夕暮れのヴィスワ川沿い、観覧車クラクフ・アイ、そしておとぎ話のような2階建てメリーゴーラウンド
ここで夕方の街歩きは終わりました。宿へはまたBoltを使い、アパートで夕食をとって、疲れてベッドに倒れ込みました。
翌日は、中心部から外れたクラクフの外周を歩いて回ることにし、公園にも行ってみました。ここの市立公園プランティはなかなかユニークです。街の歴史的な中心部全体を取り囲むように、長さ4キロメートル超の緑の帯を形づくっているのです。この日も街の散策に数時間を費やしました。夜は夕食を作り、翌日にはもう帰らなければならない叔父と親友のために、バスの便を調べました。
2日目は街の別の一角も歩きました――コレギウム・マイウスの中庭、マウィ・リネク、聖マリア教会周辺の路地
💡 最後に、私のちょっとしたアドバイス:クラクフでの宿の選び方は?
私たちのアパートはとてもきれいで清潔でしたが、ひとつだけ大きな欠点がありました――ひどい防音です。一晩じゅう窓の下を路面電車が走り、道路からの騒音は本当にこたえました。クラクフへ行くなら、私の正直なアドバイスはこうです:宿を選ぶときは立地も見てください。幹線道路や路面電車の線路から離れた宿を探すほうがいいですよ。

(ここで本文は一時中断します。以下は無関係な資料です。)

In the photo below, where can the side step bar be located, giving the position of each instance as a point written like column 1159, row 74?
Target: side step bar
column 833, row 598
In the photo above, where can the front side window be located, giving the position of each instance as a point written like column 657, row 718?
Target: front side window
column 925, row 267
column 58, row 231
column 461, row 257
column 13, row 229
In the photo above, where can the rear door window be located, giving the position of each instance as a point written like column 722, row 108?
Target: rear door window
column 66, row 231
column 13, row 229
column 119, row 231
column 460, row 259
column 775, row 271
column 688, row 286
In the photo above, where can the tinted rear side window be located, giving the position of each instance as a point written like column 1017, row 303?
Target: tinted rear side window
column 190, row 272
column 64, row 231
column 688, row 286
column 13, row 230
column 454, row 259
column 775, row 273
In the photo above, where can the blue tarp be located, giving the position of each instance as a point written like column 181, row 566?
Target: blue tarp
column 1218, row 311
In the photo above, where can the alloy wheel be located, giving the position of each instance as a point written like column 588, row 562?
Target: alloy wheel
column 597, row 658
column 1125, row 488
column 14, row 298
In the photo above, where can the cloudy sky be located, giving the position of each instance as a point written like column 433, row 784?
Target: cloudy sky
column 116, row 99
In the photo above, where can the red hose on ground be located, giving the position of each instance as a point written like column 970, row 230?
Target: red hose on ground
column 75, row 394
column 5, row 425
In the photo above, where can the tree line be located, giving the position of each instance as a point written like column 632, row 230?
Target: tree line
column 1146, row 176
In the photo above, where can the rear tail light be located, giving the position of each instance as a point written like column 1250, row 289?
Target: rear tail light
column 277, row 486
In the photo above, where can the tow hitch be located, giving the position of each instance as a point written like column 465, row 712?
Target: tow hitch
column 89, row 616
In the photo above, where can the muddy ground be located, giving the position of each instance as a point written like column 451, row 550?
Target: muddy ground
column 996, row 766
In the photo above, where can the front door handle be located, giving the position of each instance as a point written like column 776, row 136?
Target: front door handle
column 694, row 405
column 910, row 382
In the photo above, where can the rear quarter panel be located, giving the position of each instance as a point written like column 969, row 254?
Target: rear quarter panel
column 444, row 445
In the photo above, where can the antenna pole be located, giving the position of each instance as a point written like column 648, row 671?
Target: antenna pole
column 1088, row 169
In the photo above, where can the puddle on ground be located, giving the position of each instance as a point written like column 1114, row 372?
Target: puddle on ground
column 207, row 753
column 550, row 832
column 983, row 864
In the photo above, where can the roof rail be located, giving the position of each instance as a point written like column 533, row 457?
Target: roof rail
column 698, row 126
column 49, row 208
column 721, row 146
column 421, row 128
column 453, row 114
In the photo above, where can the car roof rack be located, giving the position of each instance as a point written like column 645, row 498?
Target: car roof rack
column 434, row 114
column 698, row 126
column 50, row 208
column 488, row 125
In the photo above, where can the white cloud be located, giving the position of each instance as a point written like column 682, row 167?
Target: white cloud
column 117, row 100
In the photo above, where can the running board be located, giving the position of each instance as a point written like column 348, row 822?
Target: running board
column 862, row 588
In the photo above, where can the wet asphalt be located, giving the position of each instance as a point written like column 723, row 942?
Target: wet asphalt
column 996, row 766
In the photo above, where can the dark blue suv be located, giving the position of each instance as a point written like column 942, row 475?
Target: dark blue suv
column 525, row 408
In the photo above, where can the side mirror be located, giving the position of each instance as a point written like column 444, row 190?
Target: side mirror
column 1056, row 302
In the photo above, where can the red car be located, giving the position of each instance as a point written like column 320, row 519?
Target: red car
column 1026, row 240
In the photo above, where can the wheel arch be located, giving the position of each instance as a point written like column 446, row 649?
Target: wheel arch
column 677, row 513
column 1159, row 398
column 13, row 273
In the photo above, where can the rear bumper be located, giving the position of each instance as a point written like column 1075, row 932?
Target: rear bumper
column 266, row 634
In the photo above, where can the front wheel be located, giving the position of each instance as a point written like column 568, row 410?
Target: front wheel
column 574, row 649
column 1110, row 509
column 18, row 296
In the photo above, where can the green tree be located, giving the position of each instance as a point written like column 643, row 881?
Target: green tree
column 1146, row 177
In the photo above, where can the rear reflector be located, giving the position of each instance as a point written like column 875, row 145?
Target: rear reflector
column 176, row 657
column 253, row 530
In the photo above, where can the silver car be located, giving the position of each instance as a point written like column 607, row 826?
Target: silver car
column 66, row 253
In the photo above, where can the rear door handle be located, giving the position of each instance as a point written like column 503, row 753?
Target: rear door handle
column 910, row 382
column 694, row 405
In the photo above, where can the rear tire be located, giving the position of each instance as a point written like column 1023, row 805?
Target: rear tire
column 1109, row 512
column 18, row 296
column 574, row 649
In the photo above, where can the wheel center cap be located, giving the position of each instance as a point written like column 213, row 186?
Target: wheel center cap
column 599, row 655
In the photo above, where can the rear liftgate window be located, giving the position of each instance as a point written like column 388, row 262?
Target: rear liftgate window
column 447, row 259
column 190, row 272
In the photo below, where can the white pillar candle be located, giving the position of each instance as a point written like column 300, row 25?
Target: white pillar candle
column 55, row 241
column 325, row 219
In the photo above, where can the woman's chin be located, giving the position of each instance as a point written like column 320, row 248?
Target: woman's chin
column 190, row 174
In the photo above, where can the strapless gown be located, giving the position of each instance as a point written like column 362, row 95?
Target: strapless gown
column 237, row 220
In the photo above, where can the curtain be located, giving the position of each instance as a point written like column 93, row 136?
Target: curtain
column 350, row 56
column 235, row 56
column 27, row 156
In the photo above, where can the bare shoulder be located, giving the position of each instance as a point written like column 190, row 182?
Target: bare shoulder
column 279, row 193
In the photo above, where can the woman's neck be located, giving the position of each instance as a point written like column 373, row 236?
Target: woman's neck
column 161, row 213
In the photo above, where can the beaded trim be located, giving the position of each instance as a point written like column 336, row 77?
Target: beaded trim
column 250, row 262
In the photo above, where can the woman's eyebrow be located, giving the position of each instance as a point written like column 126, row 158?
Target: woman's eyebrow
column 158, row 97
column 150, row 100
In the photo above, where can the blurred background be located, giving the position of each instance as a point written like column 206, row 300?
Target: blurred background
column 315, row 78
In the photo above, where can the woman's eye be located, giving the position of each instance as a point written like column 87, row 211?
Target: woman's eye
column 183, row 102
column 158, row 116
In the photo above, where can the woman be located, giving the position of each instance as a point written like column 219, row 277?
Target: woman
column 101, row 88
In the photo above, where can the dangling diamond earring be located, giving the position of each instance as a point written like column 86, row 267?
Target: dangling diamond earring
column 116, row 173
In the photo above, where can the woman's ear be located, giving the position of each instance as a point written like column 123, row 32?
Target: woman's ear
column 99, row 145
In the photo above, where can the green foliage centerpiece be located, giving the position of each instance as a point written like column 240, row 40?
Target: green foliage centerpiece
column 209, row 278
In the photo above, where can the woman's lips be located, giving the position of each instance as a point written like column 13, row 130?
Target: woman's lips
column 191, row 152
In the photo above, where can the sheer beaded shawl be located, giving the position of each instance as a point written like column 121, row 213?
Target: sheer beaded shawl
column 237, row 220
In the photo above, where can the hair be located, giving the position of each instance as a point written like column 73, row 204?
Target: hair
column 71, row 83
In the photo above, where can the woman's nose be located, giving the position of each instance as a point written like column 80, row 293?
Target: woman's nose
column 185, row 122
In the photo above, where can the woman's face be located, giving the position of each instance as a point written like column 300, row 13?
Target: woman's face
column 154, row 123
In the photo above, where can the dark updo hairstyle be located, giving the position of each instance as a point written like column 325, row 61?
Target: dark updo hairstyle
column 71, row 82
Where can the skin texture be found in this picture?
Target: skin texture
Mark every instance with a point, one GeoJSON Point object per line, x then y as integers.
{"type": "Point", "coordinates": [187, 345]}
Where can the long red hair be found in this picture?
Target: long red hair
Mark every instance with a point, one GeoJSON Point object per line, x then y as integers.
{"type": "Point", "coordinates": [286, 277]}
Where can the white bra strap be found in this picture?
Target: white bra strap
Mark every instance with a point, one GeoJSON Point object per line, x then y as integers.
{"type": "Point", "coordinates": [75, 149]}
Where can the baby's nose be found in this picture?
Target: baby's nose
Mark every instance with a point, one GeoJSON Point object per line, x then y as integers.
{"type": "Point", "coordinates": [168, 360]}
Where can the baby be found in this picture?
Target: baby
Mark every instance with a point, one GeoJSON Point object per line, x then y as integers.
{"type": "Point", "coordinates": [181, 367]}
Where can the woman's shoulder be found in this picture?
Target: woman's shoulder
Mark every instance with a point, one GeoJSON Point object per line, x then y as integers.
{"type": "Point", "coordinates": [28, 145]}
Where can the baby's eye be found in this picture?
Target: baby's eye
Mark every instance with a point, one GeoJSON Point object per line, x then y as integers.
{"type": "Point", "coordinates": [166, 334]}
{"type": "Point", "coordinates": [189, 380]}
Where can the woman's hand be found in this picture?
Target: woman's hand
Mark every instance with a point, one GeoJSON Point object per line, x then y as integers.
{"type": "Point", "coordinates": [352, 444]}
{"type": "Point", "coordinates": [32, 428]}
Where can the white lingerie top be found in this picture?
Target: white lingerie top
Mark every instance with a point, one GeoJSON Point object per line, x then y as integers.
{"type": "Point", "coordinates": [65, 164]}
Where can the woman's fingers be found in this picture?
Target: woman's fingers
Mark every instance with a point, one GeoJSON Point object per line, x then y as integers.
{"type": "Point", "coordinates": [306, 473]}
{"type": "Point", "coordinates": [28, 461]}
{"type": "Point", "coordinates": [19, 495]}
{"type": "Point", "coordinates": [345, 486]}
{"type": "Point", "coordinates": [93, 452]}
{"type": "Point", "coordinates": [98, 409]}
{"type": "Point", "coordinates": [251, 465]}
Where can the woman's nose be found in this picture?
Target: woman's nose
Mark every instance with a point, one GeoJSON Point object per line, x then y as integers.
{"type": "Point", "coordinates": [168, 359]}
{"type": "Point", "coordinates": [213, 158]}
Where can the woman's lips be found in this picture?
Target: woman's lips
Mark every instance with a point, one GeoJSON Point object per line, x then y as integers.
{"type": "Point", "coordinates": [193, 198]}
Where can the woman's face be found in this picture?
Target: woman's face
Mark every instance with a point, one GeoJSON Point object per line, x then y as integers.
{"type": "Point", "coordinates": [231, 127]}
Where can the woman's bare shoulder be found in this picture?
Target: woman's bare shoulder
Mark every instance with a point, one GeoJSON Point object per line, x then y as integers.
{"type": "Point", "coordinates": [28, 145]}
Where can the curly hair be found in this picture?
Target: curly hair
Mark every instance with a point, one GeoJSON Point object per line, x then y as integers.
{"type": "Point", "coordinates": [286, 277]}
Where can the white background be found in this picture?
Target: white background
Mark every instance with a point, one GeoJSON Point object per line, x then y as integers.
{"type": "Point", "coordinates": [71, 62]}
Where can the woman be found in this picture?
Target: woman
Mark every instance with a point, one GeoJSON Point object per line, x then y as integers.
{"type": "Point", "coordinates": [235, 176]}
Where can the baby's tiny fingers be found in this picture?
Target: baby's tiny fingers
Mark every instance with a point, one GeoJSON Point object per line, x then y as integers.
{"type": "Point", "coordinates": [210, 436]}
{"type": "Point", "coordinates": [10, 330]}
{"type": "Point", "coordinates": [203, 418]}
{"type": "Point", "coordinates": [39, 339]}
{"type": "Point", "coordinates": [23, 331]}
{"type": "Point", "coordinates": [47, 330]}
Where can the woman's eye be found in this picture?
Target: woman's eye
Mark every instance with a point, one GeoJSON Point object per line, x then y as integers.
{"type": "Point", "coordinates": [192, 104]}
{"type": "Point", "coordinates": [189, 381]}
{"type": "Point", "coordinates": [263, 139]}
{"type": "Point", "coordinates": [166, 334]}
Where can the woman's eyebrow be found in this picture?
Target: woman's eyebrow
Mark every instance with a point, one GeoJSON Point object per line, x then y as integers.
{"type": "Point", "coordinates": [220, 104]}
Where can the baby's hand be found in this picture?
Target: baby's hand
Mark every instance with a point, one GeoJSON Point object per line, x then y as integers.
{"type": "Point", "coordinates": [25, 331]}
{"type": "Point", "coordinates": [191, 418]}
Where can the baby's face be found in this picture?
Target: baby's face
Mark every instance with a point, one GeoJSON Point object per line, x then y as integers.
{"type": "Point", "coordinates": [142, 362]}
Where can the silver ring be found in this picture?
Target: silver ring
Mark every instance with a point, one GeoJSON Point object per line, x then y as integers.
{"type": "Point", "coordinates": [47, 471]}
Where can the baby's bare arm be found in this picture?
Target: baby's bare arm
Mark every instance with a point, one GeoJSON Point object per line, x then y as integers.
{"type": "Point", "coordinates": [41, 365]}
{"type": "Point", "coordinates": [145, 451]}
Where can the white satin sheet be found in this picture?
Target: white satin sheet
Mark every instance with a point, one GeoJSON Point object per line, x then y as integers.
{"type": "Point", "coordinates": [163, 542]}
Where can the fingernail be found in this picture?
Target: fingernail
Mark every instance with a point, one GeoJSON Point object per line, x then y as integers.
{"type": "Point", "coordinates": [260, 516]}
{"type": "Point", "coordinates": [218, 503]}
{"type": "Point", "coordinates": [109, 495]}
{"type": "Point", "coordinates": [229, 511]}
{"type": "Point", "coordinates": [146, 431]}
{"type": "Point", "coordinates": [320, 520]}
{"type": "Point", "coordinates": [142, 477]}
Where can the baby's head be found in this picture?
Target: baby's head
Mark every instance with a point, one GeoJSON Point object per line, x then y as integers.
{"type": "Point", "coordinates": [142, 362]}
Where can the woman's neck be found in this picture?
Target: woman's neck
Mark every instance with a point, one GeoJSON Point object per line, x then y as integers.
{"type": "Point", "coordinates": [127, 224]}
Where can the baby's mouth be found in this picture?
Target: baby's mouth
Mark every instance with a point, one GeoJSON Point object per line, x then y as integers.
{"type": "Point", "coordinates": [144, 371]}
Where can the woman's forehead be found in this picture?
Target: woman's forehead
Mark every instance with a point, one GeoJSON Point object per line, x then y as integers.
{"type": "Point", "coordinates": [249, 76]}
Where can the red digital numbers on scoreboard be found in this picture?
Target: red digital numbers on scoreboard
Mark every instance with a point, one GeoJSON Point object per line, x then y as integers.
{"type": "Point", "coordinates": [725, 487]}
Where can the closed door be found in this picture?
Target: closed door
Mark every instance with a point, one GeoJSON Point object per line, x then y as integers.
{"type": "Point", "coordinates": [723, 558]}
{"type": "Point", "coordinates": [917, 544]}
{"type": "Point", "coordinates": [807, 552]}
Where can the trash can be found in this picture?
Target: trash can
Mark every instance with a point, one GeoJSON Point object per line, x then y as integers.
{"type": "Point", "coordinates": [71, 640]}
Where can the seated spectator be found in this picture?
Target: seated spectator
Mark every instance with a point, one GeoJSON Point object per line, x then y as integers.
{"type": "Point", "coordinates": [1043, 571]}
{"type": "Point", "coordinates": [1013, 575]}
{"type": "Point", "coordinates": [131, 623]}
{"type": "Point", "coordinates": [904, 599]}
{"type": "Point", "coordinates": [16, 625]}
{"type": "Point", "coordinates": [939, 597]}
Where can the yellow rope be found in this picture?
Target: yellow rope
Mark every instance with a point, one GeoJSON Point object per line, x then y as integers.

クラクフに行ったことはありますか?そして、ヴァヴェルの竜が本当に火を噴くところを見ましたか、それとも私たちのようにちょうどお休み中でしたか? 🙂
知っておきたいこと
クラクフではどこに駐車すればいいですか?
私としては、自前のガレージや駐車場付きの宿を選ぶのが理想です。クラクフの広い中心部には有料駐車ゾーンがあり、いくつかのサブゾーンに分かれています。出かける前に、具体的な場所ごとの最新のルールと料金を確認することをおすすめします。
ヴァヴェルの入場は有料ですか?
ヴァヴェルの丘そのものと、通常は自由に立ち入れる屋外部分は入場無料です。チケットは、城の各展示、竜の洞窟、その他いくつかの見学スペース、そして別途ヴァヴェル大聖堂の観光用の部分に対して購入します。
クラクフを移動するにはどうするのが一番いいですか?
クラクフの歴史地区は歩いてゆっくり巡ることができます。長めの移動には路面電車やバス、あるいはBoltやUberのようなサービスが使えます。私たちは車が故障したため主にBoltを使いましたが、問題なく利用できました。
カトヴィツェとクラクフの間の高速道路A4には通行料がかかりますか?
はい。A4のカトヴィツェ〜クラクフ区間は有料です。通行料はミスウォヴィツェとバリツェの2か所の料金所で徴収されます。2026年4月1日から、普通乗用車の通行は各料金所で18ズウォティ、つまり区間全体で36ズウォティです。ただし、最新の料金は出発前に確認するほうが安心です。
ヴァヴェルの竜は本当に火を噴きますか?
はい。ヴァヴェルの竜の像はガス設備につながっていて、実際に火を噴きます。ただ、ちょうど整備中だったり装置が動いていなかったりすると、私たちと同じように、火は次の訪問までお預けになることもあります。